アカリは独り言のような、少し回り道をする軽口を叩きながら、中野駅北口の広場を歩いた。
春先の夜風はまだ冷たく、中野サンモールのアーケードを抜ける人々の吐息が白く揺れている。
この街の夜は、どこか油臭い熱を帯びている。ドラッグストアの眩しい照明と、閉店作業中のパン屋から漂う甘い小麦の匂い。深夜でも途切れない人波が、昭和から続く巨大なコンクリートのチューブ――中野ブロードウェイへと吸い込まれていく。
クロマルはアカリの肩口で、漆黒の羽を一枚だけ鋭く鳴らした。
「ひとつならな」
「クロマルさん、人の話聞いてました?」
「ああ、聞いている。だが今回は異常だ」
カラスは駅の北口、ブロードウェイの入り口が構える方向へ鋭い眼を向けた。
「同じ話が、駅の南北で同時並行で上がっている。ブロードウェイ周辺だけでも報告は数十件だ。玩具がひとりでに位置を変えた、古道具が夜中に不気味な声を上げた、閉店後の店で棚がひとりでに崩れた……。偶然で片付けるには、条件が揃いすぎている」
アカリは唇を少しだけ尖らせた。
「まるで『中央線沿線はアカリの担当です』みたいな顔して言いますね……」
「……違うのか?」
「違わなくなってきてるのが嫌なんですよ。本当なら、今頃こたつで丸まってたはずなのに」
文句を言いながらも、アカリの視線は既に「サンモール」の突き当たり、重厚なブロードウェイの入り口に注がれていた。

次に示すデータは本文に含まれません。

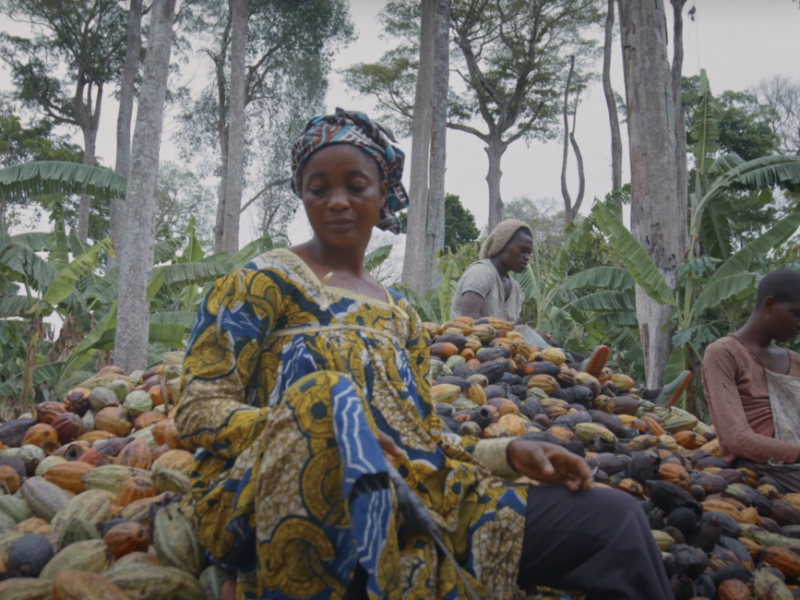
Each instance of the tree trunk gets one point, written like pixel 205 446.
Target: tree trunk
pixel 133 319
pixel 416 263
pixel 677 96
pixel 495 150
pixel 89 142
pixel 611 103
pixel 234 183
pixel 565 153
pixel 655 211
pixel 127 87
pixel 434 238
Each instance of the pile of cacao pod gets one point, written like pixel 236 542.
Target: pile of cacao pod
pixel 724 533
pixel 91 492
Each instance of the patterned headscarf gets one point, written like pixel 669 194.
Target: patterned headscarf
pixel 356 129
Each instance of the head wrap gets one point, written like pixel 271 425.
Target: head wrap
pixel 358 130
pixel 500 237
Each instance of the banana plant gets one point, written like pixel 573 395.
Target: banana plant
pixel 51 284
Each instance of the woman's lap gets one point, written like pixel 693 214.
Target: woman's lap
pixel 594 540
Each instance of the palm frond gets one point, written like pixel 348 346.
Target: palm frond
pixel 636 259
pixel 179 275
pixel 715 229
pixel 377 257
pixel 166 250
pixel 64 283
pixel 13 306
pixel 38 178
pixel 185 318
pixel 740 262
pixel 766 171
pixel 615 278
pixel 604 302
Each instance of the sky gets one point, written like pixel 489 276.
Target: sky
pixel 738 42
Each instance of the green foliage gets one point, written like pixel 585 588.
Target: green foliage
pixel 459 223
pixel 508 53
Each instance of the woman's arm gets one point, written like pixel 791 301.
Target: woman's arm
pixel 734 432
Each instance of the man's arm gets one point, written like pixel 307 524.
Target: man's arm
pixel 735 434
pixel 472 304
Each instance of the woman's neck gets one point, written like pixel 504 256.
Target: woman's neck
pixel 334 259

白い蛍光灯の下、昼間の熱狂を閉じ込めたシャッターが延々と並んでいる。その奥の闇には、古本、レコード、フィギュア、古時計、色褪せたポスター……誰かに愛され、あるいは誰かに見捨てられたモノたちが、幾重にも層を成して沈殿している。
クロマルが、意図的な咳払いをした。
「今回の調査対象は中野ブロードウェイ。古物、玩具、機械、書籍。……妖にとって、動く理由がこれほど揃った場所も珍しい」
「最後の一言だけで業務を遂行させるの、ズルくないですか?」
「お勤めの後には、グルメも多いらしいぞ」
アカリの目が、ほんの少しだけ輝いた。
「行きましゅ……」
それで決定だった。
アカリはサンモールの喧騒を離れ、脇道――昭和中通りの細い路地へと一度逸れた。古道具屋の店先に並ぶ、時代から取り残されたようなショーケースが、街灯の光を鈍く反射している。

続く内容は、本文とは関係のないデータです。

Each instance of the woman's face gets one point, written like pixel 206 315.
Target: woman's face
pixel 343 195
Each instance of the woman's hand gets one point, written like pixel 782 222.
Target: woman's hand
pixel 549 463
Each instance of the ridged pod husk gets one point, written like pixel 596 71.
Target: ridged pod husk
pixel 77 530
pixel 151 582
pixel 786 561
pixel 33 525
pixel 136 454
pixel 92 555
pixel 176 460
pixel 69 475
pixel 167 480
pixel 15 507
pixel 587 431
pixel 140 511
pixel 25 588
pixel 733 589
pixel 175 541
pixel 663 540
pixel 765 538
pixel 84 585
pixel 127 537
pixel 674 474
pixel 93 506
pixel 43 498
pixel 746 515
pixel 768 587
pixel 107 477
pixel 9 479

ブロードウェイの夜は、表の賑わいに反して奥が深い。人が消えれば消えるほど、モノの気配が沈殿し、街全体が巨大な貯蔵庫のように呼吸を始める。
*
閉店後のブロードウェイを歩くのは、昼間の喧騒とはまるで違う体験だった。
階段を下りて地下1階へ向かうと、空気が急にひんやりとする。スーパー『ライフ』の冷たい生肉の匂いと、有名店『デイリーチコ』の甘いワッフルコーンの残り香が、複雑に混ざり合って停滞していた。

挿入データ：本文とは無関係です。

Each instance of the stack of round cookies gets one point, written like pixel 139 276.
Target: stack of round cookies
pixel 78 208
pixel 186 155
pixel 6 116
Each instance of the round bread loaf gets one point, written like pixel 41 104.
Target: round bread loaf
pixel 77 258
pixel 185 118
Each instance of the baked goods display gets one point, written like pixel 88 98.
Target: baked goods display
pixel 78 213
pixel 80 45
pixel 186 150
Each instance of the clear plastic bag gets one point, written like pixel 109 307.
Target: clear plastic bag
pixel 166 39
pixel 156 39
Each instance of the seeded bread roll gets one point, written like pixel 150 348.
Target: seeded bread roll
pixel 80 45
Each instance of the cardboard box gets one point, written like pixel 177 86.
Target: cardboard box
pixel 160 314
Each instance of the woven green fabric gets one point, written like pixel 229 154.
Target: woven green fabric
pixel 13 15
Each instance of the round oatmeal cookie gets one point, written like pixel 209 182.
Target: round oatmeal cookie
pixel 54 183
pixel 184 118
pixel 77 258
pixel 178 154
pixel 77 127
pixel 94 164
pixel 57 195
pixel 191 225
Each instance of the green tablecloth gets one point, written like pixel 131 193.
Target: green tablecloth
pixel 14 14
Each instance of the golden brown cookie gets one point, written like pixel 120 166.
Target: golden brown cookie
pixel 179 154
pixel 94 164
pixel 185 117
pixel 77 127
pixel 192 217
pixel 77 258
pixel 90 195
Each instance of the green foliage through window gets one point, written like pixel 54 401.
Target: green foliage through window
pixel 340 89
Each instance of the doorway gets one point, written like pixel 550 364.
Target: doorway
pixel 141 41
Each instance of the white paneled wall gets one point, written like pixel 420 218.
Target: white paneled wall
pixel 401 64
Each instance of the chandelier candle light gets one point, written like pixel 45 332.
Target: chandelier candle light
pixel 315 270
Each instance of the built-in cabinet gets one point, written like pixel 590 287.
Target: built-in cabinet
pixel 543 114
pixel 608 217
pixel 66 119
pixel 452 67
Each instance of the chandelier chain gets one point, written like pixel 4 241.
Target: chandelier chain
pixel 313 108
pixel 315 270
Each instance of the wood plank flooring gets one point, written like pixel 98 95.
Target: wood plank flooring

人の目が途絶えた途端、値札を付けたままの玩具がわずかに向きを変え、まんだらけの真っ赤な壁面に並ぶガラスケースの中の陶器が息を潜める。積み上がった古本の隙間から、無数の視線のような気配がこちらの様子を伺っていた。
アカリは最初、あえて天狗の威圧を少しだけ滲ませて歩いた。この時間、この場所に動くモノがいるなら、それは一律に「排除対象」である可能性が高いからだ。閉じたままの扇に指を添え、硬い足音を響かせて角を曲がる。
「……お巡りさん、か?」
最初に声をかけてきたのは、年代物のブリキ玩具だった。片輪が欠けた消防車の姿で、棚の端からことことと車体を揺らしている。
「そ。これは烏天狗のお勤め。……まずは話を聞こうかな。まぁ、夜の刑事さんみたいなものだと思って」
アカリが視線を合わせてしゃがみ込むと、刺々しかった天狗の気配がふっと和らぐ。それを察したのか、ブリキの消防車は少しだけ安堵したようにタイヤを鳴らした。
「なら、話を聞いてくれ。……俺たちじゃないんだ」
「何が?」
「夜に騒ぎを起こしている連中だよ。俺たちは、長くここに居る。誰かに買われ、誰かに触られ、またここに戻ってきた。愛着もあれば、未練もある。でもな、わざわざガラスを割ってまで注目を引く趣味はねえんだ」
通路の陰から、別のくぐもった声がした。
色褪せたぬいぐるみ。片目の取れた猫が、棚の上から静かに見下ろしている。
「夜に派手に動いているのは、まだ意識の定まっていないモノたちだ。箱の底に押し込まれたままのやつとか、ただの在庫として名前も貰えていないやつらだ。最近、みんな妙に落ち着かないんだ……」
「……誰かに、煽られてる感じ?」
アカリの問いに、ぬいぐるみは沈黙した。
代わりに、足元の古いラジカセが、しゃり……とノイズ混じりに答えた。
「あれは、うちらみたいで、うちらじゃない」
「仲間じゃないってこと?」
「古いモノの匂いはする。けれど、まだ喋れない半端ものってこと。うちらみたいな付喪神じゃないよ、まだまだ。」
「……“好き”だから集めてるんじゃない。“欲しい”から寄せ集めてるだけなんだ、あいつは。」
その一言が、アカリの耳に残った。
付喪神という存在は、誰かに触れられ、執着され、記憶されてようやく個としての「気配」を持つ。けれど、そこへ届ききらない予備軍たちもまた、この街には無数に漂っている。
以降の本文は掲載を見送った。